| Attorney here. The search incident to lawful arrest doctrine is rooted in officer safety. Specifically, the Court says officers should have the ability to look for guns and contraband when someone is pulled over and it's likely they are armed or their immediate person or vicinity poses a threat and/or has evidence of a crime. The courts have decided that any drug suspicion means they are likely to have a weapon, which is unfortunate, but at least based in some reality. To my knowledge, the only court (and courts are split) that has allowed electronics to be searched is when a drug dealer was pulled over in California and incident to lawful arrest, the officer downloaded the call history to help them find others involved in the drug trade. There is NO COURT to my knowledge that would authorize warrantless search or confiscation of someone's cell data, computer data, jump drives, etc. without an arrest taking place. That is a fishing expedition and it's exactly what the Court has ruled unconstitutional under the 4th amendment. This is where I get very frustrated with the NSAs ability to collect the call information in the first place. The only reason to collect it is to fish later—that's not how the law is supposed to work. These are complex problems that very few judges or lawmakers have enough understanding of technologically to make informed judgement, IMHO, however. EDIT - My best guess is that the Court will allow basic access to a cell phone taken in a lawful arrest. I.E., like the article linked above, an officer would be able to look at the call history, but not necessarily download the content of the phone. I think the offender's brief will likely ARGUE that the phone not be accessed at all, with the true hope being the Court merely limits what officers can do. I have a hard time believing they won't let officers look at any of the electronics with them. I also hope they don't just let officers download everything carte blanche. |
The case we're talking about was search after arrest.

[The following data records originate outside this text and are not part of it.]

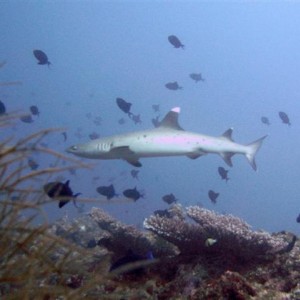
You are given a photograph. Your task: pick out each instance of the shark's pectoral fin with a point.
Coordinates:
(134, 161)
(194, 155)
(227, 157)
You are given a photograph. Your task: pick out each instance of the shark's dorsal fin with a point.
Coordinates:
(171, 119)
(228, 134)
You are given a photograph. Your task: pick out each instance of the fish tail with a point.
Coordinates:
(252, 148)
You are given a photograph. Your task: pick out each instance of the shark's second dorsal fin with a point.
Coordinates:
(171, 119)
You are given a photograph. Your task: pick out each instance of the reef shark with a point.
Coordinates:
(168, 139)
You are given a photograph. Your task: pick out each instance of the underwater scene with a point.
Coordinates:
(149, 150)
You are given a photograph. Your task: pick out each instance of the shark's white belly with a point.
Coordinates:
(166, 143)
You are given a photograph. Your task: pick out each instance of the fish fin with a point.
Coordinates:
(171, 119)
(227, 157)
(252, 149)
(228, 134)
(134, 161)
(122, 151)
(62, 203)
(66, 184)
(194, 155)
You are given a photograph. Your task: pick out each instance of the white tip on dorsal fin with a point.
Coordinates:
(176, 109)
(228, 134)
(171, 119)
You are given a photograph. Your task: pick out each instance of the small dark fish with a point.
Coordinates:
(133, 194)
(173, 86)
(41, 57)
(94, 136)
(174, 40)
(197, 77)
(34, 110)
(169, 198)
(26, 119)
(213, 196)
(124, 106)
(107, 191)
(155, 107)
(91, 243)
(136, 119)
(265, 120)
(2, 108)
(131, 257)
(65, 136)
(58, 190)
(163, 213)
(155, 121)
(223, 173)
(284, 118)
(135, 173)
(121, 121)
(33, 165)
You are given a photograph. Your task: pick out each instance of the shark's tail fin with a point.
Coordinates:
(251, 151)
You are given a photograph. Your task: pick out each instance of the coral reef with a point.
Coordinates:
(233, 237)
(195, 253)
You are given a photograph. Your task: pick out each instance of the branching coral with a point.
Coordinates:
(234, 237)
(120, 237)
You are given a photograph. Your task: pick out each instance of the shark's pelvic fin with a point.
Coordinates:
(127, 154)
(252, 149)
(227, 157)
(170, 121)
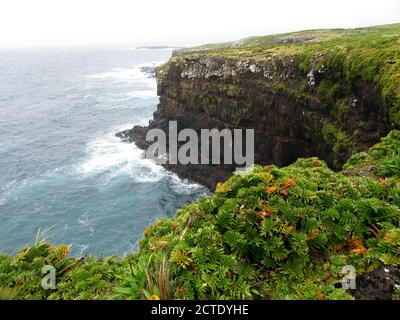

If immunity [to a warrantless search] is to be conceived of as a rule, there is one exception that has been established as firmly as the rule itself. The government may search the person of the accused when legally arrested to discover and seize the fruit or evidences of crime.
also (cited in Harris v US):
The right without a search warrant contemporaneously to search persons lawfully arrested while committing crime and to search the place where the arrest is made in order to find and seize things connected with the crime as its fruits or as the means by which it was committed, as well as weapons and other things of effect an escape from custody is not to be doubted.
Officer safety is one of three motivations for search incident to arrest I've read about; two more are evidence collection (as above), and mitigating the risk that evidence that could later be collected via warrant might be destroyed.
Terry stops, on the other hand, are motivated solely by officer safety.